The NEMA makes provision for enforcement against particular individuals of an offending organisation and thus not limited to the organisation as a whole. This should be applied to Organs of State as well. I.e. The relevant Organ of State can be charged with criminal liability, but as highlighted this impacts on the tax-payer to foot the fine. The relevant official, e.g. Municipal Manager, etc., should also be charged with criminal liability as the decision maker for failing to comply with legislative requirements. This will have a two-fold purpose, firstly, it will increase the priority of non-compliance among Organs of State that hide behind the blanket of “cooperative governance”, and secondly, it will increase the priority of compliance in the Water sector, against other legislation such as the PFMA of MFMA.
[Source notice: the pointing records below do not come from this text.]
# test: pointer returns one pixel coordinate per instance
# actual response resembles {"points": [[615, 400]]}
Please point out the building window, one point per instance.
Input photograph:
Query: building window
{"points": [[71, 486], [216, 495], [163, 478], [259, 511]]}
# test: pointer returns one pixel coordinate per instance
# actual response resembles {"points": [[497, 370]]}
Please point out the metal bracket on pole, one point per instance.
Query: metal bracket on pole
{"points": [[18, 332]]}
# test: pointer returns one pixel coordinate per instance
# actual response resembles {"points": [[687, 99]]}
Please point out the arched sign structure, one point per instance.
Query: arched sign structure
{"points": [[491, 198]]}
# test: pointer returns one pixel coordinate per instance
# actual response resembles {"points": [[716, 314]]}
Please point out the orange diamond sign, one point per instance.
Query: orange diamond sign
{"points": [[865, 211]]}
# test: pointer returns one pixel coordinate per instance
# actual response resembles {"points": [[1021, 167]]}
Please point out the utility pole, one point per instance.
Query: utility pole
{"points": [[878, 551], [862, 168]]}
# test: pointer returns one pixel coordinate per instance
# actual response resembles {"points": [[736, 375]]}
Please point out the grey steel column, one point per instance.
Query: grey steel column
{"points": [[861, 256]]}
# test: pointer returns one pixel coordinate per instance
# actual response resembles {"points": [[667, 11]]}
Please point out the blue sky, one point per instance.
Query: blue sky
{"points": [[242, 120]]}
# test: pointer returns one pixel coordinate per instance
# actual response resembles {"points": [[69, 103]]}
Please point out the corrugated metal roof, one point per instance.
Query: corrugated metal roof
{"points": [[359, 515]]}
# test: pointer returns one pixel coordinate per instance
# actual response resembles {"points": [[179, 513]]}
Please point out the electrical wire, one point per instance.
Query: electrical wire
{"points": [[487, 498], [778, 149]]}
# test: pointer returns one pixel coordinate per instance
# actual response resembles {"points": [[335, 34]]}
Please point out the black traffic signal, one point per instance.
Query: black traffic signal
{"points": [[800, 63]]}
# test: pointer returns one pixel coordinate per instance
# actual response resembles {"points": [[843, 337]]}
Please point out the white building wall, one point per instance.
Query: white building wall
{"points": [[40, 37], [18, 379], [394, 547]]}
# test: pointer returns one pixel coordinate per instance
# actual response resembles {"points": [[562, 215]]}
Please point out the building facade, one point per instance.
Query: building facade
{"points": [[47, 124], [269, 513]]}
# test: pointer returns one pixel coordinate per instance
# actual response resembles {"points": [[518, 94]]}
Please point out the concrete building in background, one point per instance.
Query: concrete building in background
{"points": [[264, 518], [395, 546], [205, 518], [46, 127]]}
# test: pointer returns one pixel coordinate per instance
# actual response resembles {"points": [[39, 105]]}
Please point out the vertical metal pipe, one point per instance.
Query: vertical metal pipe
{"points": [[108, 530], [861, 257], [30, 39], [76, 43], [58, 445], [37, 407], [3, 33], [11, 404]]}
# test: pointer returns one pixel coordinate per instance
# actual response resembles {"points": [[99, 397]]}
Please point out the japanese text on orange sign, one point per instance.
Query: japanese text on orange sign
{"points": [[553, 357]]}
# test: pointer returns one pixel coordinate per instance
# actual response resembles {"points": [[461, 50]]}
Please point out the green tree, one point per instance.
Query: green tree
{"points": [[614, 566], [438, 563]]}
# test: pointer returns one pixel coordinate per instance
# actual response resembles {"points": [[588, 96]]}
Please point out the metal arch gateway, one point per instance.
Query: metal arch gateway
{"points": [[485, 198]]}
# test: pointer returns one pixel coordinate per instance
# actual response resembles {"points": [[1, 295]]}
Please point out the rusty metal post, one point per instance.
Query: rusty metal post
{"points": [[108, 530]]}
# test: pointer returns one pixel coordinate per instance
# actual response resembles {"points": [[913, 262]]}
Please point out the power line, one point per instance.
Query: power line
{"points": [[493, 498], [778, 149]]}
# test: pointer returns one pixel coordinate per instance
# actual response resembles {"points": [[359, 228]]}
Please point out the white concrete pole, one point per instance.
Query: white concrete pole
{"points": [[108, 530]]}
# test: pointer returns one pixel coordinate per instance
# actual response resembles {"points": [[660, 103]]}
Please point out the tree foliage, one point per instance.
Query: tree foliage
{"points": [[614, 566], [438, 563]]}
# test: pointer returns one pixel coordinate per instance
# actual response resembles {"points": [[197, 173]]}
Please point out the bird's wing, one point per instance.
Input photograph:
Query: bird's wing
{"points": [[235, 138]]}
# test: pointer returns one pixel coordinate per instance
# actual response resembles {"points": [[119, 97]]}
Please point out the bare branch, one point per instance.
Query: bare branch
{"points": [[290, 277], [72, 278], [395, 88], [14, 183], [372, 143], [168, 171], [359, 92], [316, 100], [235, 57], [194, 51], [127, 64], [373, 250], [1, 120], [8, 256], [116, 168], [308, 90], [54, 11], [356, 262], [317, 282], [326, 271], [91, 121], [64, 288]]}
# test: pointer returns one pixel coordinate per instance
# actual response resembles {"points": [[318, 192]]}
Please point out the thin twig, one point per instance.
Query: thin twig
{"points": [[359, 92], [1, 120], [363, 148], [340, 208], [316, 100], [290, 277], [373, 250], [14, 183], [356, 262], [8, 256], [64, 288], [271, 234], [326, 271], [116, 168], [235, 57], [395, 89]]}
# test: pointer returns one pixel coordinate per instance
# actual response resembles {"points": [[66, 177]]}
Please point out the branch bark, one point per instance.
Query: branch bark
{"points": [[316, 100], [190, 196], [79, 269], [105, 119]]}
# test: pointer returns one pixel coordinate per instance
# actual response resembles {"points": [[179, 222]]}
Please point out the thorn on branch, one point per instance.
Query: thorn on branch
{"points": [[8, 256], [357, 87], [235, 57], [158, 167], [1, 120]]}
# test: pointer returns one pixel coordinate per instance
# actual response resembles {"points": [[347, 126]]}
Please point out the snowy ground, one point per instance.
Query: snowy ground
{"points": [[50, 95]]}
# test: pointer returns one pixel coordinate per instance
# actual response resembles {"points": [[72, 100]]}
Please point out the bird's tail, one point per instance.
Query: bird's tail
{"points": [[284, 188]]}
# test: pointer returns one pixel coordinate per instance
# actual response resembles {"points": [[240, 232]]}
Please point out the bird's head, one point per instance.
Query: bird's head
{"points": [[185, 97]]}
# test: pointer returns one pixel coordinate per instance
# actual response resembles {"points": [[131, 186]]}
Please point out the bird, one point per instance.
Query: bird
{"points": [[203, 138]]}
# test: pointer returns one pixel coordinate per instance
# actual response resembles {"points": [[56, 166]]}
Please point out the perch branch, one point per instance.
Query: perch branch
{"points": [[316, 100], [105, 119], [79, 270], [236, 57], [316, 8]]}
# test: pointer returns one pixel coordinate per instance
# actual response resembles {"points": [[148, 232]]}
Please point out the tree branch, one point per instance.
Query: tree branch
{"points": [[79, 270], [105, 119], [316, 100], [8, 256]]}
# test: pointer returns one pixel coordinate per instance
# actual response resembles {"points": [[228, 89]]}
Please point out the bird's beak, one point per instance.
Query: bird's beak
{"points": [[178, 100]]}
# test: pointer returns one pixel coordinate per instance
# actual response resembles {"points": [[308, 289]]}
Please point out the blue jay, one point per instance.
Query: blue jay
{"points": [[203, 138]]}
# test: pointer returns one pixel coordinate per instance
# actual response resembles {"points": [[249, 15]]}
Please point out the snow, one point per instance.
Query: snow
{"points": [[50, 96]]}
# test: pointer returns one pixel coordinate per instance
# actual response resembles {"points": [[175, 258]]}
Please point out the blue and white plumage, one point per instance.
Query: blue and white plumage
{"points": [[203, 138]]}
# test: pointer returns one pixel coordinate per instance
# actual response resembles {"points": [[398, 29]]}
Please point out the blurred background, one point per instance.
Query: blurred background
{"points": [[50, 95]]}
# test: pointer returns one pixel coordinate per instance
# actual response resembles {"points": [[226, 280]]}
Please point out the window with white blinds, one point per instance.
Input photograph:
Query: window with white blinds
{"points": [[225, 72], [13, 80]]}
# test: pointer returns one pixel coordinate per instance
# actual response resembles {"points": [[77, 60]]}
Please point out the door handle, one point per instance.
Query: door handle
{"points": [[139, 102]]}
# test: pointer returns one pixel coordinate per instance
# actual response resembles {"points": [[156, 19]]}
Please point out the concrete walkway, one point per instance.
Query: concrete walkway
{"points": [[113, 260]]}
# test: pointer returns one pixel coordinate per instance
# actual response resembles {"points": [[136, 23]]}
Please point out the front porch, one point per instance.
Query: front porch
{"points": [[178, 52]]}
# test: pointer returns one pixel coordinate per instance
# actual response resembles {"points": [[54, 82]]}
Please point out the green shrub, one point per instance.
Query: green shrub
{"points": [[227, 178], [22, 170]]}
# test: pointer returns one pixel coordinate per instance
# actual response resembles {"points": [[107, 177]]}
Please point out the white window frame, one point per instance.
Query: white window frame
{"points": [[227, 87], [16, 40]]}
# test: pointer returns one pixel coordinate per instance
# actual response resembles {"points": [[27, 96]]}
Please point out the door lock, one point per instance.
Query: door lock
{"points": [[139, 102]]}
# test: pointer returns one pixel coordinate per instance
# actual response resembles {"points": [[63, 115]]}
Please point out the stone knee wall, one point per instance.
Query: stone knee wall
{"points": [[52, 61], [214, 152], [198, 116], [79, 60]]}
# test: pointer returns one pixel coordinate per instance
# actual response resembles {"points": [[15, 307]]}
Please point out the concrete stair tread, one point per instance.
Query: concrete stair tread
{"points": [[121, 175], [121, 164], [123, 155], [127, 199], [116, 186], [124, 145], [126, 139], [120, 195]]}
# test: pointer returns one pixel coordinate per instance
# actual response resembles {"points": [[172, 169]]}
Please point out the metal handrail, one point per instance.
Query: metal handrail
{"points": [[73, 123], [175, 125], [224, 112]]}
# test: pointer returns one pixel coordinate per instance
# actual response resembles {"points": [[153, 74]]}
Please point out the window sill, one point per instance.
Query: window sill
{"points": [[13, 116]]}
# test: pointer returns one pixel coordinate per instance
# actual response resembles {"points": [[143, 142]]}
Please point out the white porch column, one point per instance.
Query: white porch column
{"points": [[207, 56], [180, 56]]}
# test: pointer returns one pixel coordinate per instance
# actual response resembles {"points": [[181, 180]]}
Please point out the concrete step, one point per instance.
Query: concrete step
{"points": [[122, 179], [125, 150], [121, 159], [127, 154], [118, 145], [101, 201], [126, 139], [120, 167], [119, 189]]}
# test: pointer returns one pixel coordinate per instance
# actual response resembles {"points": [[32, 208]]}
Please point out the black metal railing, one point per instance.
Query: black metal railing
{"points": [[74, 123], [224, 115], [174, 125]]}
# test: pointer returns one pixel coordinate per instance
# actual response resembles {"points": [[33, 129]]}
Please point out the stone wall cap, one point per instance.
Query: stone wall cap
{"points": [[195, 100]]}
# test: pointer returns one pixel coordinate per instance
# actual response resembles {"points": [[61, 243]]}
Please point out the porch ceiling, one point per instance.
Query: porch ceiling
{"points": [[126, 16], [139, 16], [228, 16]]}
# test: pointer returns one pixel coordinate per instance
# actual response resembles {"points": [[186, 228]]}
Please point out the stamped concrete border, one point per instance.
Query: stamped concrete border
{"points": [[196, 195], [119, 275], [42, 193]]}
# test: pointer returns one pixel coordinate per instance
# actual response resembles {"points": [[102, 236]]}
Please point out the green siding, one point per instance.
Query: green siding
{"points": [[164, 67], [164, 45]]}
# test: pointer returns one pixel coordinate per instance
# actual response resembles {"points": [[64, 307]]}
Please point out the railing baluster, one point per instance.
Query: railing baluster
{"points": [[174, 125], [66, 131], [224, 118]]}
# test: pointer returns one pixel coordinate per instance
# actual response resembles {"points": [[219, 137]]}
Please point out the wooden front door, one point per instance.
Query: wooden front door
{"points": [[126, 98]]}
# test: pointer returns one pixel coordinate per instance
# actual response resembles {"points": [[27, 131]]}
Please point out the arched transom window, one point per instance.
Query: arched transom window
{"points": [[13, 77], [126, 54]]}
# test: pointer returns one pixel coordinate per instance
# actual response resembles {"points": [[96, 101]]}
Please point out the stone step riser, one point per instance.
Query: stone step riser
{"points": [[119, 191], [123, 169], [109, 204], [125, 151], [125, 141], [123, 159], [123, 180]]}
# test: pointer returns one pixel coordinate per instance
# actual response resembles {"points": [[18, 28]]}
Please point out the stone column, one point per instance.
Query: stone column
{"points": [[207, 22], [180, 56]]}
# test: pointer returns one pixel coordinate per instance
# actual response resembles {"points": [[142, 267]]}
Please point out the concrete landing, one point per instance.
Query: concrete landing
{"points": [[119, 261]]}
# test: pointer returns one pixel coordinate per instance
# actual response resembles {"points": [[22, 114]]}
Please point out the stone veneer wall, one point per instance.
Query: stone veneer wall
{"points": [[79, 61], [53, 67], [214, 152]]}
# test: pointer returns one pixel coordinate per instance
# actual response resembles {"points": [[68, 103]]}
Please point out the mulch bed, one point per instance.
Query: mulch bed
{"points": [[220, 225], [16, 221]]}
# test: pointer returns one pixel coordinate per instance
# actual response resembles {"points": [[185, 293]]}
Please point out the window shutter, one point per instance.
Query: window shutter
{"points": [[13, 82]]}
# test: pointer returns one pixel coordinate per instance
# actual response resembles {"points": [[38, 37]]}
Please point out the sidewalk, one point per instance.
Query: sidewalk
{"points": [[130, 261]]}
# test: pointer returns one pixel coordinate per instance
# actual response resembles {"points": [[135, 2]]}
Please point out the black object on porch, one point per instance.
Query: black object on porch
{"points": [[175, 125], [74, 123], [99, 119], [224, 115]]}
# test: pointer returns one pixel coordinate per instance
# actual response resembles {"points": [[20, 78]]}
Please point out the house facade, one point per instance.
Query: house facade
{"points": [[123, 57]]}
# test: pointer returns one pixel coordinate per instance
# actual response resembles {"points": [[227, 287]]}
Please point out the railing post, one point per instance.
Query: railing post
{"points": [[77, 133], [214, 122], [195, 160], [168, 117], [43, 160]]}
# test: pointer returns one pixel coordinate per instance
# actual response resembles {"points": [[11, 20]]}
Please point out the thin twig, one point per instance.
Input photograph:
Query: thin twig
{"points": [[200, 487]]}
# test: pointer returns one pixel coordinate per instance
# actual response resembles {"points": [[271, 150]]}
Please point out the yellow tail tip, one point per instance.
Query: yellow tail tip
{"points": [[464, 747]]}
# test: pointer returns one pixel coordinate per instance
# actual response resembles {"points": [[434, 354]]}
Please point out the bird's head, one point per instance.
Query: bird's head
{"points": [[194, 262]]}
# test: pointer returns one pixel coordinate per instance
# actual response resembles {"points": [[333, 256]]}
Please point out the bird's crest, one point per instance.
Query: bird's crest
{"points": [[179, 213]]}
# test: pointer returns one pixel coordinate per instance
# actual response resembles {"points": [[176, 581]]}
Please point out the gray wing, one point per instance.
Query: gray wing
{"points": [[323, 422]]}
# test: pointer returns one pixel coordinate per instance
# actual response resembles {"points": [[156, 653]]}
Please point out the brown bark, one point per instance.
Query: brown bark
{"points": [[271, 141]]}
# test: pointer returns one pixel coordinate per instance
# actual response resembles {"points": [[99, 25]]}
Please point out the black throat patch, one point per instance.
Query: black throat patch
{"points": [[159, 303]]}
3.5.3 Land use versus Resource Management

Environmental resource management is a function of National and Provincial Departments, however land use management is a function of the municipalities and the bylaws include no provision for “reasonable use” in order to minimise impacts to natural resources. There is limited provision regarding construction in floodlines and wetlands, etc.

3.5.4 By-law Enforcement

How the actual (physical) regulation of the Municipal bylaws (relating to water, as reviewed above) is carried out, was not included in this review. Regulation of these bylaws should not be carried out in isolated enforcement, but should rather be integrated with environmental health and resource management. Further, no sections of the bylaws addressed the necessary staff or training required to implement the bylaws.

Recommendations

Regulators should attend Environmental Management Inspectorate (EMI) training, although the powers of EMI do not cover the ambit of municipal bylaws, the training provides a holistic approach to natural resources management. The regulators will need to attend EMI training anyway, in order to monitor the Air Quality Act.